2. Bij het bestreden besluit heeft verweerder zich op het standpunt gesteld dat de vaststellingsbeschikkingen van 26 juli 2013 en 14 februari 2014 in rechte vast staan. Dat er meer zorg is geleverd dan door eiseres eerder is verantwoord, heeft eiseres volgens verweerder niet aangetoond. Alleen kosten die daadwerkelijk zijn gemaakt kunnen volgens verweerder worden goedgekeurd. Dat eiseres de kosten niet meer kan verantwoorden omdat eerst met de uitspraak van de rechtbank van 29 april 2014 duidelijk is geworden dat recht bestond op PV klasse 7, dient naar de mening van verweerder in dit geval voor rekening van het CIZ te komen. Verweerder heeft in dit verband verwezen naar de uitspraak van de Centrale Raad van Beroep van 31 juli 2013 (ECLI:NL:CRVB:2013:1259). 3. Eiseres heeft aangevoerd dat pas met de uitspraak van de rechtbank van 29 april 2014 duidelijk is geworden dat zij recht heeft op PV klasse 7. Haar moeder heeft feitelijk wekelijks minstens 23 uur zorg aan haar besteed maar heeft over 2013 alleen die uren bijgehouden en verantwoord waarvoor zij destijds was geïndiceerd. Eiseres heeft recht op nabetaling van deze feitelijk aan zorg bestede uren. Nu de zorg is verleend, zijn de kosten gemaakt. Het verhoogde pgb is nooit uitbetaald aan eiseres. Hierdoor is eiseres nooit in de gelegenheid gesteld het pgb te besteden en juist te verantwoorden. Eiseres beschikt niet over de middelen om de kosten van het pgb voor te schieten. Uit de uitspraak van de rechtbank van 29 april 2014 blijkt wat de omvang van de geleverde zorg is. Een urendeclaratie en een zorgplan zijn daarom niet noodzakelijk, aldus eiseres.

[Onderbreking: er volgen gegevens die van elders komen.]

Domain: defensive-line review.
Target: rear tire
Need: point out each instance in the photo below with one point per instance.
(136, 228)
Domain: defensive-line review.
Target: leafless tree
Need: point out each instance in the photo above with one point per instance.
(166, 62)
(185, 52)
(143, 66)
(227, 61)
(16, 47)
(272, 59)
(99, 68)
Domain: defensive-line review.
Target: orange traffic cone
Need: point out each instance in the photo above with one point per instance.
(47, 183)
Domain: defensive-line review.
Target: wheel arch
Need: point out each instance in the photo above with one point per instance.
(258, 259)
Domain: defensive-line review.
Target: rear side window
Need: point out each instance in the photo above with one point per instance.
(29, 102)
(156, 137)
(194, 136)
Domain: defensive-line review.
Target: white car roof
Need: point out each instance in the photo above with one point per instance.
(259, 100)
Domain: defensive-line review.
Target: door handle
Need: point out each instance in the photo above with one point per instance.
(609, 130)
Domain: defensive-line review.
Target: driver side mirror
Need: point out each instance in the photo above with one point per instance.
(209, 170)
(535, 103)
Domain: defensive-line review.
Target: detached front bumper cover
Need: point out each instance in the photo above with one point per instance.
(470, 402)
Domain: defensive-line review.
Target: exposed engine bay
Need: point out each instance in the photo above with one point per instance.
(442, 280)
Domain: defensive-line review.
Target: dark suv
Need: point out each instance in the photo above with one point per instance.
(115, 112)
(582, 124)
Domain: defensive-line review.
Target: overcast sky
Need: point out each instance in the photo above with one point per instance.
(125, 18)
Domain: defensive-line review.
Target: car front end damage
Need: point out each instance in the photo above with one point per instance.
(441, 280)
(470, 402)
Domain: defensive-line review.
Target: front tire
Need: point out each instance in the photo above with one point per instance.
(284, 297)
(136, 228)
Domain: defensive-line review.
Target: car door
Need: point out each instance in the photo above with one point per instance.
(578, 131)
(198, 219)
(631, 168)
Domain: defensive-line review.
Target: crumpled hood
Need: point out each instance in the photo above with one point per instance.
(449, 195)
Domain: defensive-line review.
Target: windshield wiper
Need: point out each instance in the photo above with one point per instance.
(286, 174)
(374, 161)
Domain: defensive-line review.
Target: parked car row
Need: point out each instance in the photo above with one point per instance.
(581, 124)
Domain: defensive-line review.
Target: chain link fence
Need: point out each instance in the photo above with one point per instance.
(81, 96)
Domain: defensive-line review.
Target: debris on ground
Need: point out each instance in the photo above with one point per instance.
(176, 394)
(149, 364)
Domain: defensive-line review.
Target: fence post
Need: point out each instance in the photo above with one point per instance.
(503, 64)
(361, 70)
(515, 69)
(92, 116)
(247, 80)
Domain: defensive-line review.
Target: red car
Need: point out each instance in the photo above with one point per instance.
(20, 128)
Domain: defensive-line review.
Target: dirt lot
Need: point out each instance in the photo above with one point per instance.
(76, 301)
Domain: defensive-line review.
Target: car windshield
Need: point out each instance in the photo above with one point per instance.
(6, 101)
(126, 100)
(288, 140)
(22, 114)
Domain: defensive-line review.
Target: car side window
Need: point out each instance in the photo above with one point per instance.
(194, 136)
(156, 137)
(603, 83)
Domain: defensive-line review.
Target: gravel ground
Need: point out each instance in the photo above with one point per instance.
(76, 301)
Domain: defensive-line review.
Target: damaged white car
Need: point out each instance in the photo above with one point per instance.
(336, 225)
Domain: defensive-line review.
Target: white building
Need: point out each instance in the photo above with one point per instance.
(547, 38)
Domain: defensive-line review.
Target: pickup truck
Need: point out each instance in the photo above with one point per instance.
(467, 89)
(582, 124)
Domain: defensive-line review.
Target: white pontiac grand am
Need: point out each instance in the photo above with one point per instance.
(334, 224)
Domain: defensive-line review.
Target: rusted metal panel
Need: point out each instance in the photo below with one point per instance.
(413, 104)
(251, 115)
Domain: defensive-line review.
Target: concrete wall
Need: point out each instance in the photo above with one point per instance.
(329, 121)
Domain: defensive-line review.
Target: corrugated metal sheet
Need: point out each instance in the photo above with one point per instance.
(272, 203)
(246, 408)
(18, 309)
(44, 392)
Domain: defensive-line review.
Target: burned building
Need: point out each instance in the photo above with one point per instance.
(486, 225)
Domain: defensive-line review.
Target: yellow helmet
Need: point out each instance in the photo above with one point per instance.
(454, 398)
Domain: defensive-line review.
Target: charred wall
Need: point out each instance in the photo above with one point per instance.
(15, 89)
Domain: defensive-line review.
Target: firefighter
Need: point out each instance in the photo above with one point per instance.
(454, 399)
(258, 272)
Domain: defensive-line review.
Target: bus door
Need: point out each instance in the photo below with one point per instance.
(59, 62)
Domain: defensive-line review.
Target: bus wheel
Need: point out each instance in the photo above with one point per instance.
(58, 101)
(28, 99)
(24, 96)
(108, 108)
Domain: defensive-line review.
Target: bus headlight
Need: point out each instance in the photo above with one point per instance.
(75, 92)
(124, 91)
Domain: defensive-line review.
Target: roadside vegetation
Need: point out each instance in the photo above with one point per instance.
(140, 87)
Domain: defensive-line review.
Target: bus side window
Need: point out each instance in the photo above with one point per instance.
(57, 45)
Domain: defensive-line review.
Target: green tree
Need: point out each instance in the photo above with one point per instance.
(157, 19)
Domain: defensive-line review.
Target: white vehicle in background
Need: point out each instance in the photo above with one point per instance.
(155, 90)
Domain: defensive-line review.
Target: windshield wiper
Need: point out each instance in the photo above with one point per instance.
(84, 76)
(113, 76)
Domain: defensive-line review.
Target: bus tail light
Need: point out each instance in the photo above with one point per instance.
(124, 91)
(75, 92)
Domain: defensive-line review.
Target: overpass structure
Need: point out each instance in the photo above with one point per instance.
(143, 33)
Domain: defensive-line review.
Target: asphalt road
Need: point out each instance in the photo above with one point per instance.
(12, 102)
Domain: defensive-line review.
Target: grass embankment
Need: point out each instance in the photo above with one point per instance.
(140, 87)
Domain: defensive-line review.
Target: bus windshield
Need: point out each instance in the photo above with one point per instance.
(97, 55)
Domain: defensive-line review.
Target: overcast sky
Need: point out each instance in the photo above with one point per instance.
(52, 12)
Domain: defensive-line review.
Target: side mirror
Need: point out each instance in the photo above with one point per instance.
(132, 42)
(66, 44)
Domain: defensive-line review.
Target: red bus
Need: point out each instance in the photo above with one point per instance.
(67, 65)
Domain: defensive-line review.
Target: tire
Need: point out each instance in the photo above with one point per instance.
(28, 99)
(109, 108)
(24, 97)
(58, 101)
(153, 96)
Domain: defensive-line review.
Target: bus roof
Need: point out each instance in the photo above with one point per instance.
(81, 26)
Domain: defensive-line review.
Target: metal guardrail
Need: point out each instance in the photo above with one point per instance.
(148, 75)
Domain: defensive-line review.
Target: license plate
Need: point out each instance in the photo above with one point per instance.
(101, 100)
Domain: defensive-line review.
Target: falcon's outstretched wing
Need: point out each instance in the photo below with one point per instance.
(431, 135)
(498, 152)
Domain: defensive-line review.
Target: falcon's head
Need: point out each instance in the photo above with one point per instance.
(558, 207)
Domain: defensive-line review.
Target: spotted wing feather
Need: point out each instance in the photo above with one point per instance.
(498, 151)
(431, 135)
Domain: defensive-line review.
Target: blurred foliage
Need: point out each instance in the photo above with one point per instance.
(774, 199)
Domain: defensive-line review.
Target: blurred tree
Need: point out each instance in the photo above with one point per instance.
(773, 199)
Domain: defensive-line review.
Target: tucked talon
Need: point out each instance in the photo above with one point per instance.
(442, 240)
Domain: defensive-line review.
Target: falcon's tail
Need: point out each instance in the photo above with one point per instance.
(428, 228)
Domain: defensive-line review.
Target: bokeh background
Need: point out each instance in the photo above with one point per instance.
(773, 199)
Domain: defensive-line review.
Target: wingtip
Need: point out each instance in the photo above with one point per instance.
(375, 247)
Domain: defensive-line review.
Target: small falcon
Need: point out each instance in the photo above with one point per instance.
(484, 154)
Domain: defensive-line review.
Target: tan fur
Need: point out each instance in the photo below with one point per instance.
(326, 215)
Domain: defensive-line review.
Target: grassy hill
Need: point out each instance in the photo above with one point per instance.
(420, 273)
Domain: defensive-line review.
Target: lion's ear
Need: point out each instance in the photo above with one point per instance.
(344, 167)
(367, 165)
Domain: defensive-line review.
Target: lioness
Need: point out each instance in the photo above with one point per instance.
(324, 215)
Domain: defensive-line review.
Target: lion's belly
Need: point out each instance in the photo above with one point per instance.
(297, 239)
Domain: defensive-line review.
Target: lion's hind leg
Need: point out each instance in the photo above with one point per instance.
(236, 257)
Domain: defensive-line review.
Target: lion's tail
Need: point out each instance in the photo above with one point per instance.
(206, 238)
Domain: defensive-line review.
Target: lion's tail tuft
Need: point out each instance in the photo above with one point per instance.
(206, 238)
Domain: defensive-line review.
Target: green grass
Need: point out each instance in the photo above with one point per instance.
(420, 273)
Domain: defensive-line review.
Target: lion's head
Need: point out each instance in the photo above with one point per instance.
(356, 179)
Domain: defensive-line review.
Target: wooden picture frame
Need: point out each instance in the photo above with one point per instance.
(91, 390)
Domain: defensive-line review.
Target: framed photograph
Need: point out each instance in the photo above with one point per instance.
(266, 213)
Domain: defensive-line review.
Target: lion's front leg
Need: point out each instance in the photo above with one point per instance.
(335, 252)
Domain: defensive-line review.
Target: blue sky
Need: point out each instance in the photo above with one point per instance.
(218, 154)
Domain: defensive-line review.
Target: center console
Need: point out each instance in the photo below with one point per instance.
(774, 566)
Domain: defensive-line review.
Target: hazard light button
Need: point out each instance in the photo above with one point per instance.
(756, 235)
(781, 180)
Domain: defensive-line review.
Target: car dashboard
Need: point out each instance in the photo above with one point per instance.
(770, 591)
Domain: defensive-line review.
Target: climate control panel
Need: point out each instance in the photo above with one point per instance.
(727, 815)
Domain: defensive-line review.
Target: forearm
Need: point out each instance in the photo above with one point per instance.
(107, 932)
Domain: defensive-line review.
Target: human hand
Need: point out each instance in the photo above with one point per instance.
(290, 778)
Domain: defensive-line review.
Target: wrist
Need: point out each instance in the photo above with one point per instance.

4. De rechtbank overweegt als volgt.
5. Ingevolge artikel 44, eerste lid, onder b, van de AWBZ - welke wet gold tot 1 januari 2015 - kan bij ministeriële regeling worden bepaald dat het College zorgverzekeringen overeenkomstig in die regeling gestelde regels subsidies verstrekt om verzekerden de mogelijkheid te geven om in plaats van het tot gelding brengen van een aanspraak op grond van deze wet zelf te voorzien in de zorg die zij behoeven.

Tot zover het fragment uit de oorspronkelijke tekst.